An Architecture Review Board (ARB) is a forum where significant architecture changes are reviewed by senior technical leadership before commitment.

Purpose:

  • Quality gate — catches bad designs early.
  • Consistency — enforces standards across projects.
  • Knowledge sharing — junior architects learn from senior.
  • Risk identification — surface concerns.
  • Decision traceability — formal record of significant choices.

Membership:

  • Chair — senior architect (often the CTA / lead architect).
  • Members — 3-6 senior technical roles spanning relevant domains.
  • Optional: security architect, data architect, infrastructure architect.

Cadence:

  • Weekly / bi-weekly meetings, depending on volume.
  • 30-60 minutes per item.
  • Items submitted in advance (template + diagrams).

What goes to ARB:

  • New custom objects above a threshold.
  • New integrations.
  • Data model changes affecting many objects.
  • Custom code beyond a certain scope (e.g., > 500 lines).
  • New Salesforce clouds being adopted.
  • Major sandbox / DevOps changes.
  • Performance / scaling decisions.

What does NOT go to ARB:

  • Routine config changes (validation rules, page layouts).
  • Tactical bug fixes.
  • Anything fitting an established reference architecture.

ARB process:

  1. Submitter prepares: design doc, diagrams, alternatives considered, key risks.
  2. Pre-read — board reviews 1-2 days before meeting.
  3. Presentation — submitter explains; ~10 min.
  4. Q&A — board challenges, probes; ~20 min.
  5. Decision — Approve / Approve with conditions / Reject / Defer.
  6. Documented — outcome and rationale captured.

Pitfalls:

  • Too bureaucratic — every change waits weeks; teams bypass.
  • Too lenient — rubber-stamps; no real value.
  • Wrong members — senior in title but disengaged.
  • No follow-through — approvals don't enforce; standards ignored.

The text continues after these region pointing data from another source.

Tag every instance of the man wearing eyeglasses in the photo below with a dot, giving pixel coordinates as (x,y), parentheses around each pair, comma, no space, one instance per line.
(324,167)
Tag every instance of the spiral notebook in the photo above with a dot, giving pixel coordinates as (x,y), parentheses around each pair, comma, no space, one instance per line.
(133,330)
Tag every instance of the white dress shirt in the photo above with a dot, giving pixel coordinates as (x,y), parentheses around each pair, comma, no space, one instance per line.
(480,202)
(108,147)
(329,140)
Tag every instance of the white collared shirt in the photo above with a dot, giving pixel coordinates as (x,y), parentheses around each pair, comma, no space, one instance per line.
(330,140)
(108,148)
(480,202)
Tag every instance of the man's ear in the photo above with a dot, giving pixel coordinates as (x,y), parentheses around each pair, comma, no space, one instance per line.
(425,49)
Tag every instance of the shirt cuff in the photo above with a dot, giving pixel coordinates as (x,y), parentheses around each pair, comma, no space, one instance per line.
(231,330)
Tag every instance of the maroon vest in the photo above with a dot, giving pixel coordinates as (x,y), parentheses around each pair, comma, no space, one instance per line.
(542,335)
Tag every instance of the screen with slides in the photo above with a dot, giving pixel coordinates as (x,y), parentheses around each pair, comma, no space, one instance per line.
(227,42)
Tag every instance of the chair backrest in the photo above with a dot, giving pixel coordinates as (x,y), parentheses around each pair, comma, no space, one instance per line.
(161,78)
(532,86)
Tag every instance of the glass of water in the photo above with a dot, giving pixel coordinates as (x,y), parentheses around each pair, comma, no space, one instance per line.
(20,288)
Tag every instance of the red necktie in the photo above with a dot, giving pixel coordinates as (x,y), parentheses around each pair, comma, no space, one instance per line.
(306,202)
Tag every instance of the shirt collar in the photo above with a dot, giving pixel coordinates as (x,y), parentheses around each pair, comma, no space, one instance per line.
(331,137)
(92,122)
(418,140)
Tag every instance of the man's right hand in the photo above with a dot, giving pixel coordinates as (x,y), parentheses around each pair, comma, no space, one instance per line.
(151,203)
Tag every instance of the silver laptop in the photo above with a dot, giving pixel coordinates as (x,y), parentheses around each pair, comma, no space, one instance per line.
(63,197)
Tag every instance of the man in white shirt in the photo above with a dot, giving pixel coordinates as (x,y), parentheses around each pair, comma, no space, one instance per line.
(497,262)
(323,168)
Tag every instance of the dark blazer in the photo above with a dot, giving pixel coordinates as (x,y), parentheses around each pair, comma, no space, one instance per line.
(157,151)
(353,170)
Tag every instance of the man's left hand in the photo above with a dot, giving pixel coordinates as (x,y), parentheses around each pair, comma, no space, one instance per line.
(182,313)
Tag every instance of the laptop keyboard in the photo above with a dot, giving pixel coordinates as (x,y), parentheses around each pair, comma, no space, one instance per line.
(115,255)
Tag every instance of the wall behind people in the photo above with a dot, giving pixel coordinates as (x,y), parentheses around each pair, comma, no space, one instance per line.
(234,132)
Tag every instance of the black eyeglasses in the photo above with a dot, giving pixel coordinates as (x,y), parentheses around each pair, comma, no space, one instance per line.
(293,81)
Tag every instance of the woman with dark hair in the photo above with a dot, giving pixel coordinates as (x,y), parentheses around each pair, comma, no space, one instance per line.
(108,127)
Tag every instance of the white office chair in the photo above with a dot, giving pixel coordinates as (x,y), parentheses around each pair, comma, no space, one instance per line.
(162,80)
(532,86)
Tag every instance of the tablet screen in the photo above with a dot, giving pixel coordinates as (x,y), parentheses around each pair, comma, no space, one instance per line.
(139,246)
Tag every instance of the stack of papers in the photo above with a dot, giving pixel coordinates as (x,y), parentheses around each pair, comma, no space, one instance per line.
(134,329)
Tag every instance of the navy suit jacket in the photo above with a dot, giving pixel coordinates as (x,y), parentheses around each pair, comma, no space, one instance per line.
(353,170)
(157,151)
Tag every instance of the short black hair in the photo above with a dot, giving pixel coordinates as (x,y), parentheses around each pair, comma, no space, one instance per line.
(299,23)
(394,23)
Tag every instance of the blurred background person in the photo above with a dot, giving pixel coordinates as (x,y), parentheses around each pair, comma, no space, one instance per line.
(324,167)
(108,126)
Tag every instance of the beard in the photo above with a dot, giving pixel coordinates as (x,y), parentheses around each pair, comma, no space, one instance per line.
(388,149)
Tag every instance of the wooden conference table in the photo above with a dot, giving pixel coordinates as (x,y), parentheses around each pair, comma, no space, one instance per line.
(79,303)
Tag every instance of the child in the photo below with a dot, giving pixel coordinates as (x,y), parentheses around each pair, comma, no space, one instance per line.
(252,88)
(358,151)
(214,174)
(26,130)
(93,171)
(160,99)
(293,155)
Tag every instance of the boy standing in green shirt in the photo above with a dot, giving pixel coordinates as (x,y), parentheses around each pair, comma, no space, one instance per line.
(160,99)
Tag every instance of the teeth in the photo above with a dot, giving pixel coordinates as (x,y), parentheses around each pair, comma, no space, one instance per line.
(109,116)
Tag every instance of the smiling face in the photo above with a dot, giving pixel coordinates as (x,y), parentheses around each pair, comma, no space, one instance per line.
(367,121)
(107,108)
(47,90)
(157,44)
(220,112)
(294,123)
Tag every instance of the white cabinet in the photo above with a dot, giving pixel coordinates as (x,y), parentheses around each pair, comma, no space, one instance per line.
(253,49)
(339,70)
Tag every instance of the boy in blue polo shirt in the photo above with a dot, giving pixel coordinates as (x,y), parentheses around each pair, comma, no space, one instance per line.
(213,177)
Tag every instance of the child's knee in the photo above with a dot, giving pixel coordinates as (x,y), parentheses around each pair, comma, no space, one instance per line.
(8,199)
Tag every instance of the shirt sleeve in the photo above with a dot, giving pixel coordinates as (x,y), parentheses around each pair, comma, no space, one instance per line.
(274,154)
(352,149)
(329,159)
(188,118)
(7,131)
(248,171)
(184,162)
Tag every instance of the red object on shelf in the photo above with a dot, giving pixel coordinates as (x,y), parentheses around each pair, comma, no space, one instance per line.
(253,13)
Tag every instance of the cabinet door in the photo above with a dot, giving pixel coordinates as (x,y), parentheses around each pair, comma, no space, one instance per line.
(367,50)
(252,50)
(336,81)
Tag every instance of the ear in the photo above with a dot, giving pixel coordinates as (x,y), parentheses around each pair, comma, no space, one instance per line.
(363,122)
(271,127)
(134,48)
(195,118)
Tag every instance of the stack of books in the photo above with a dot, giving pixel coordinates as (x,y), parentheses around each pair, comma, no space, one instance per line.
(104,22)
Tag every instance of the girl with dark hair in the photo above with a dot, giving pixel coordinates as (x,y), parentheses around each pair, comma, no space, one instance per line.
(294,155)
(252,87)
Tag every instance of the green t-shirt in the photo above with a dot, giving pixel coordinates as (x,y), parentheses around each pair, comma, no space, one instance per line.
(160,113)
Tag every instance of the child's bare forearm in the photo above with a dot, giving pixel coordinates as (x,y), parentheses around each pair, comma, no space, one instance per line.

Senior architects design ARB to be helpful, not punitive — engineers should leave with their design improved, not just approved.

A working ARB pays back through caught issues, shared learning, and consistent architecture. A broken ARB is theatre.

Why this answer works

Senior. The "helpful not punitive" framing and the threshold-based scope rule are mature.